Esqueçam aquelas manifestações de rua pró “Lula Livre” – elas já estão defasadas. Na iminência de ter sua liberdade decretada pelo Supremo Tribunal Federal, sob condições restritivas, como está no texto da Lei, o ex-presidente Luiz Inácio Lula da Silva (PT), que parecia rouco de tanto gritar pela sua soltura da sala especial da Superintendência da Polícia Federal em Curitiba, recusa a liberdade nos termos em que lhe é oferecida e que implicaria em prisão domiciliar ou em concessão para trabalhar durante o dia e se apresentar à noite na sala cinco estrelas da PF. Lula bateu o pé e disse que só deixa a sala “vip” desde que sua alegada inocência seja reconhecida pela Justiça.

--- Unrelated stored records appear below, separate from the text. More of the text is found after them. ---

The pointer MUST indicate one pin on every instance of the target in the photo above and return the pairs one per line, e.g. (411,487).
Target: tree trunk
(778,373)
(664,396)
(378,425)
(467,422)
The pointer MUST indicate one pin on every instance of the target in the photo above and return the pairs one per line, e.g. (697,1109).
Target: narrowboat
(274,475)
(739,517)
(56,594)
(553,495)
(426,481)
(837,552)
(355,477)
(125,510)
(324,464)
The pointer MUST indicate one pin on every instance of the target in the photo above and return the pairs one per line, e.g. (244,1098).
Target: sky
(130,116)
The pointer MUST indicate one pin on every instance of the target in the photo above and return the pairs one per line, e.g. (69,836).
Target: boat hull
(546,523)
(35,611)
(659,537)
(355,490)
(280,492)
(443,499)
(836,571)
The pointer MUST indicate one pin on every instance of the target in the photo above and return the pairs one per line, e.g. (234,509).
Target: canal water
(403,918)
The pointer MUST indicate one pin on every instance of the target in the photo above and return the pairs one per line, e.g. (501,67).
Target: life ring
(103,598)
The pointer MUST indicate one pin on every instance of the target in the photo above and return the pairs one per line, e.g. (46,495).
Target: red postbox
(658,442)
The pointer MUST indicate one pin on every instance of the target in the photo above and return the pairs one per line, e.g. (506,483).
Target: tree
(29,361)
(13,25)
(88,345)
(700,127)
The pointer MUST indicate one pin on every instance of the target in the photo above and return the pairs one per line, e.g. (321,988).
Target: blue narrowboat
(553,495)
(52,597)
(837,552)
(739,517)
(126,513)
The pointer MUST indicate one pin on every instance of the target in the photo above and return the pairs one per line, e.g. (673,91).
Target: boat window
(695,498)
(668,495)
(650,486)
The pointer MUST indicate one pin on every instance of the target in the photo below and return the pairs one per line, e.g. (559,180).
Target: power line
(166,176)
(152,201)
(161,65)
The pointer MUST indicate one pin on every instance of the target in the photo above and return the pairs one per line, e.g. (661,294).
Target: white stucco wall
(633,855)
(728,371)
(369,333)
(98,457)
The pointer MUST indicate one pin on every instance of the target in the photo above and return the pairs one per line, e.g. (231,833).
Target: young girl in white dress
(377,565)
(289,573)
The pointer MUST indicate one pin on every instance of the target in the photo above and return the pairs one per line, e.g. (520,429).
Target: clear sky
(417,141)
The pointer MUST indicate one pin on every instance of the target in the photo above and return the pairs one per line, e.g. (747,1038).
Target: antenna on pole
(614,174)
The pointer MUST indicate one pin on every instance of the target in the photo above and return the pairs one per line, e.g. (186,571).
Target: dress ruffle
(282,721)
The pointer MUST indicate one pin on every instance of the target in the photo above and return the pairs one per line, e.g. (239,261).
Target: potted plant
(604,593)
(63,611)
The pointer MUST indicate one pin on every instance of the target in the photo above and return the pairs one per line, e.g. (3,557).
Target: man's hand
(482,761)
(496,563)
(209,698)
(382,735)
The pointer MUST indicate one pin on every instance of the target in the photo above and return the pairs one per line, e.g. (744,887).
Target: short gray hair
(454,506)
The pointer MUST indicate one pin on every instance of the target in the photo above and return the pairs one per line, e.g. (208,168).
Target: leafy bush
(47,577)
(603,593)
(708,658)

Aturdidos com a reação inusitada de Lula, os procuradores da Lava Jato partiram para um lance também inusitado, caro aos advogados de defesa: resolveram pedir a progressão de regime de pena do petista, que já cumpriu 1/6 de sua pena e alcançou o direito de cumpri-la em liberdade parcial. No pedido apresentado, os procuradores alegaram que além de ter atingido o tempo previsto em lei, o ex-presidente também tem bom comportamento. A juíza Carolina Lebbos, responsável pela execução da pena de Lula, ficou incumbida de decidir pela aceitação ou não. Em princípio, ela pediu um relatório sobre a conduta de Lula na sala que ocupa desde abril de 2018.

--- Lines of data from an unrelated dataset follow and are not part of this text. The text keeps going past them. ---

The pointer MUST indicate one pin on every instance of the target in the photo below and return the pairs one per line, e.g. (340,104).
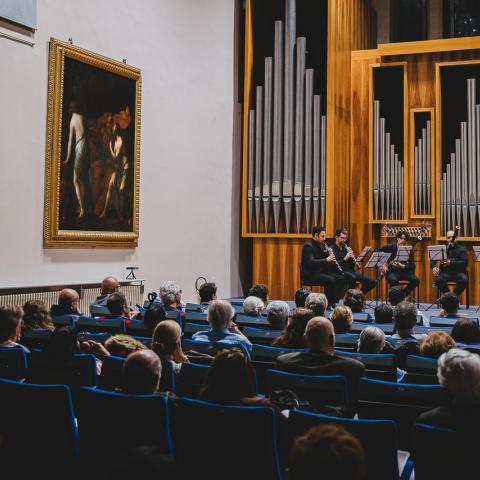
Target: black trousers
(442,278)
(334,285)
(353,277)
(394,277)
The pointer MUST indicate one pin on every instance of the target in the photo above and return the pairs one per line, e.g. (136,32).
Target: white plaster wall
(185,49)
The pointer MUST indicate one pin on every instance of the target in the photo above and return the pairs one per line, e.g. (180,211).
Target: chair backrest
(319,390)
(96,337)
(446,321)
(261,335)
(36,337)
(243,320)
(250,450)
(37,422)
(126,421)
(137,327)
(362,317)
(400,402)
(378,438)
(79,371)
(210,348)
(13,363)
(195,307)
(99,310)
(387,328)
(197,317)
(270,354)
(64,320)
(97,325)
(190,328)
(440,453)
(379,365)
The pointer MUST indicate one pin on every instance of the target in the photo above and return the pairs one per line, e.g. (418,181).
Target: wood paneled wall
(421,94)
(351,26)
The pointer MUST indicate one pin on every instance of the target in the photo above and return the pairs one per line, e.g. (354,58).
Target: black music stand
(476,251)
(436,253)
(378,259)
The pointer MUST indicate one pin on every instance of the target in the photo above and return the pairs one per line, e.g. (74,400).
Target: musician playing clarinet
(320,267)
(396,271)
(453,268)
(346,260)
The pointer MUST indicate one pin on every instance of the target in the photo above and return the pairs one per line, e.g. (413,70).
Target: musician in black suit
(344,255)
(319,267)
(453,268)
(396,271)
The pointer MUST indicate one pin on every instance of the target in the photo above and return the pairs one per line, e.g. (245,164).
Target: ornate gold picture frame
(92,158)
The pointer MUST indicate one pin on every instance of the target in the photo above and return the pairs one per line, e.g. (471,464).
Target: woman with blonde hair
(166,343)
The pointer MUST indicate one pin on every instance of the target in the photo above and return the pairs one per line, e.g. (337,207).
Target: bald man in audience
(142,372)
(68,303)
(109,285)
(320,357)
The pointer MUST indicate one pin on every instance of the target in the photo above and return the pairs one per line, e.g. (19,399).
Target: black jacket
(392,248)
(458,256)
(340,253)
(314,259)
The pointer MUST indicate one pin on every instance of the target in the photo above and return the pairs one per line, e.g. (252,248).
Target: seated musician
(346,260)
(319,267)
(395,270)
(453,268)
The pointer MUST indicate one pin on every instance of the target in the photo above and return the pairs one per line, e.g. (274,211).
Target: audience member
(230,380)
(294,334)
(405,319)
(11,326)
(277,314)
(300,296)
(109,285)
(253,306)
(207,293)
(146,462)
(36,316)
(449,304)
(320,358)
(153,316)
(342,319)
(317,302)
(123,345)
(167,343)
(384,313)
(261,291)
(466,331)
(142,372)
(222,328)
(371,340)
(171,296)
(396,295)
(459,374)
(435,344)
(68,303)
(329,449)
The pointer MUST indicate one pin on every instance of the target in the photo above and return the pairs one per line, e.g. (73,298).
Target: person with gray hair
(277,314)
(253,306)
(459,374)
(222,329)
(171,296)
(317,302)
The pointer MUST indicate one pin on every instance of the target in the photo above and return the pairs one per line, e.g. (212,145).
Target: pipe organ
(286,132)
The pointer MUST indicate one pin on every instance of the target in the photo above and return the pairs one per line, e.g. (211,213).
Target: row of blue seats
(196,434)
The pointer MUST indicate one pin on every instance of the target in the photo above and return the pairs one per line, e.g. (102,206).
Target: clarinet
(330,251)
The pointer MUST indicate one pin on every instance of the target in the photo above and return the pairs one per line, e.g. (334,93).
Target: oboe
(330,251)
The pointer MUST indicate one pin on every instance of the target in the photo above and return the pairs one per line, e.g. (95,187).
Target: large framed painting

“Lula não aceita qualquer condição imposta pelo Estado porque não reconhece a legitimidade do processo que o condenou e que o trouxe ao cárcere, onde está neste momento”, recitou o advogado Cristiano Zanin Martins, que defende Lula. Em carta, o petista afirmou que não troca sua dignidade pela sua liberdade e que não aceita barganhar seus direitos. De tão comum, a situação divide até especialistas sobre o direito de Lula recusar a progressão de regime. O criminalista Fernando Castelo Branco afirmou que por se tratar de um direito e não uma obrigação, o ex-presidente pode rejeitar o benefício. Por sua vez, João Paulo Martinelli entende que o petista não pode recusar a progressão, mas, sim, as condições impostas pela Justiça. Lula diz que não quer ser solto porque se acha vítima de um processo injusto conduzido de forma parcial pelo ex-juiz Sergio Moro e os procuradores da Lava Jato. Ele aposta suas fichas no Supremo Tribunal Federal, que está prestes a julgar um pedido de sua defesa para que reconheça a parcialidade e anule o processo do tríplex do Guarujá, no qual foi condenado. Ele também aguarda o desfecho do julgamento que decide a ordem de alegações finais de delatores e delatados, marcado para amanhã, do qual também poderá se beneficiar. O petista ainda acompanha se a Corte irá mudar seu entendimento para impedir a prisão antes do trânsito em julgado.
O regime semiaberto é um benefício concedido a preso que apresenta bom comportamento e que já cumpriu um sexto da pena. Em tese, deve ser cumprido em colônia agrícola ou em casas de albergados, onde ele dorme e passa o dia trabalhando em liberdade. Quando não há vagas suficientes nesses dois tipos de estabelecimentos, é comum que a Justiça conceda o regime domiciliar com o uso de tornozeleira eletrônica. Lula recusa-se a usá-la, com o argumento de que não é um pombo. Por ser ex-presidente, ele tem garantia de cumprimento de pena, também, em uma sala de estado-maior e seu domicílio é em São Bernardo do Campo, o que o afasta de estabelecimentos agrícolas penais. Enquanto volta a criar uma barafunda jurídica e gera um fato político destinado a apagar a História em que ele figura como réu acusado de corrupção passiva e lavagem de dinheiro, Lula persevera na tática de figurar na fita como herói a qualquer custo, o que está difícil de se materializar. De concreto, o vai-e-vem do ex-presidente produziu um fato: sustou temporariamente a orquestração de rua “Lula Livre” que vinha sendo propagada pelos lulopetistas. Como o partido também não planeja adotar o “Lula Preso”, o que seria uma incoerência estúpida, fica difícil erguer por enquanto a bandeirinha do “Lula 100% Inocente e Livre”. Lula volta a dar um nó no xadrez político e institucional brasileiro. É o seu esporte favorito, agora que está ocioso.